Parigi, 10 gen – Nelle ultime 48 ore della sua vita Amedy Coulibaly ha ucciso a sangue freddo la giovane agente Clarissa Jean Philippe, originaria della Martinica e in servizio da appena due settimane; ha assaltato un supermercato kosher, sfidato i poliziotti ai quali ha urlato “Voi sapete chi sono”, ha ucciso quattro ostaggi, chiesto un salvacondotto per i suoi amici, i fratelli Kouachi, barricati in una tipografia a Dammartin En Goele dopo la carneficina del mercoledì pomeriggio nella quale avevano ucciso 12 persone nell’assalto alla sede del giornale satirico Charlie Hebdo.

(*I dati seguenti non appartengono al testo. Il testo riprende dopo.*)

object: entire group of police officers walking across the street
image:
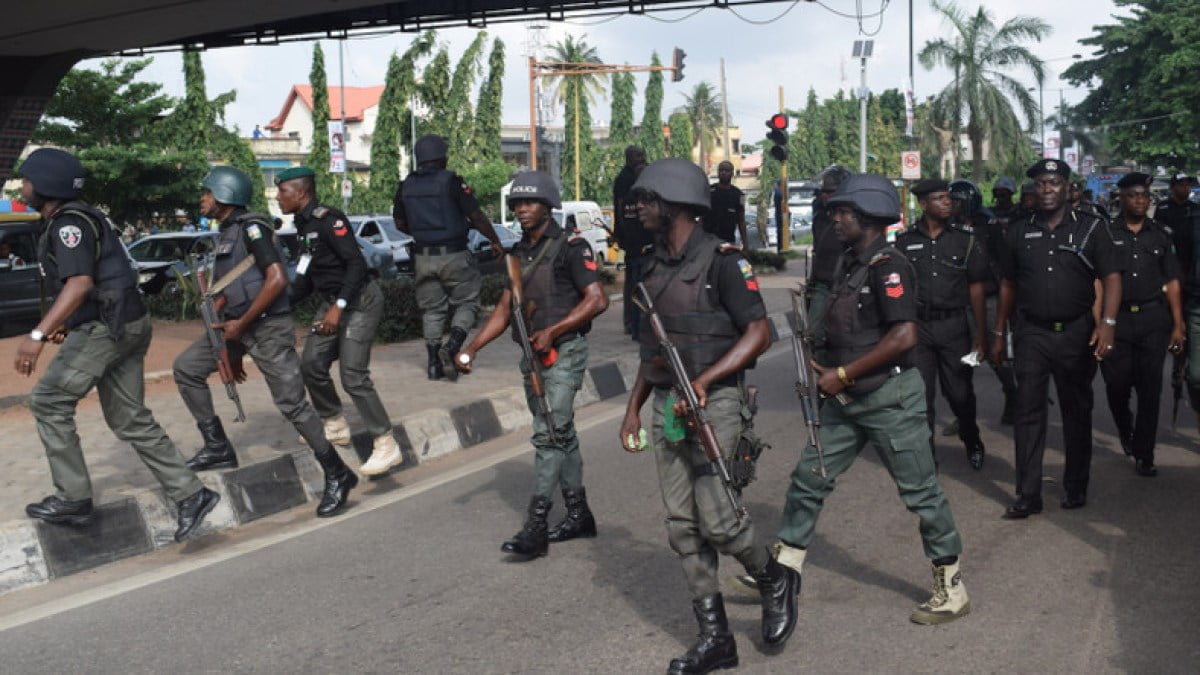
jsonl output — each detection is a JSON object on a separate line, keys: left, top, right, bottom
{"left": 7, "top": 136, "right": 1200, "bottom": 674}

E’ ancora prematuro addentrarsi in spiegazioni esaustive su quanto realmente accaduto in questi tre giorni di follia parigina; è certo, però, che il 32enne Coulibaly non è stato vittima di un raptus, e non era neanche un elemento fuori contesto nel quadro generale dal quale scaturiscono gli assalti armati che hanno terrorizzato Parigi.

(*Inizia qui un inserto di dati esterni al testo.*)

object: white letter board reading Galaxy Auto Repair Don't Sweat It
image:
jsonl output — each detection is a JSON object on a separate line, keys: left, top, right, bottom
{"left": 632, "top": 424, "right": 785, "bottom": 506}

Coulibaly conosceva almeno uno dei fratelli Kouachi, Cherif, col quale sin da ragazzo frequentava lo jihadista salafita Djamel Beghal, coinvolto nel progetto, poi sventato, per un attentato all’ambasciata americana a Parigi nel 2001. Amedy e Cherif si ritrovano ancora nel 2010 quando, insieme a un gruppo di fondamentalisti islamici, cercano di far evadere dal carcere Smait Ali Belkacem, autore dell’attentato del 1995 alla stazione di Saint Michel a Parigi.
Una vita trascorsa a entrare e uscire dalle prigioni francesi, quella di Amedy, con condanne per rapina a mano armata, spaccio di droga, accompagnata da un’intensa attività di propaganda e affiancamento delle cellule terroristiche salafite.

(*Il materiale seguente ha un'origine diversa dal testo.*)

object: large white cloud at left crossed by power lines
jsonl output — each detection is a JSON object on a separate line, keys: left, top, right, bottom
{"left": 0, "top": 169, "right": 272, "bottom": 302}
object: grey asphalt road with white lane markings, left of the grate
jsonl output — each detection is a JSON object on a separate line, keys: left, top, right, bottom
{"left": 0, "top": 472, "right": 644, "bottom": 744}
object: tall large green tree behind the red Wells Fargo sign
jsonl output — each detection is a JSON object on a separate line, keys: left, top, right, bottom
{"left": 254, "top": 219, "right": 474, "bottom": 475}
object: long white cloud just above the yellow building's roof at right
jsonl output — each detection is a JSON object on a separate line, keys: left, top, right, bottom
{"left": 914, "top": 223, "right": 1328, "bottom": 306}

Tutto questo, però, non gli ha impedito di essere scelto nel 2009 come stagista per la Coca Cola, chiamato a svolgere un apprendistato nella fabbrica di Grigny. Fu proprio in quel contesto che ebbe l’occasione di incontrare l’allora presidente Nicolas Sarkozy, in visita istituzionale all’impianto, al quale strinse la mano e chiese un autografo per la sua famiglia.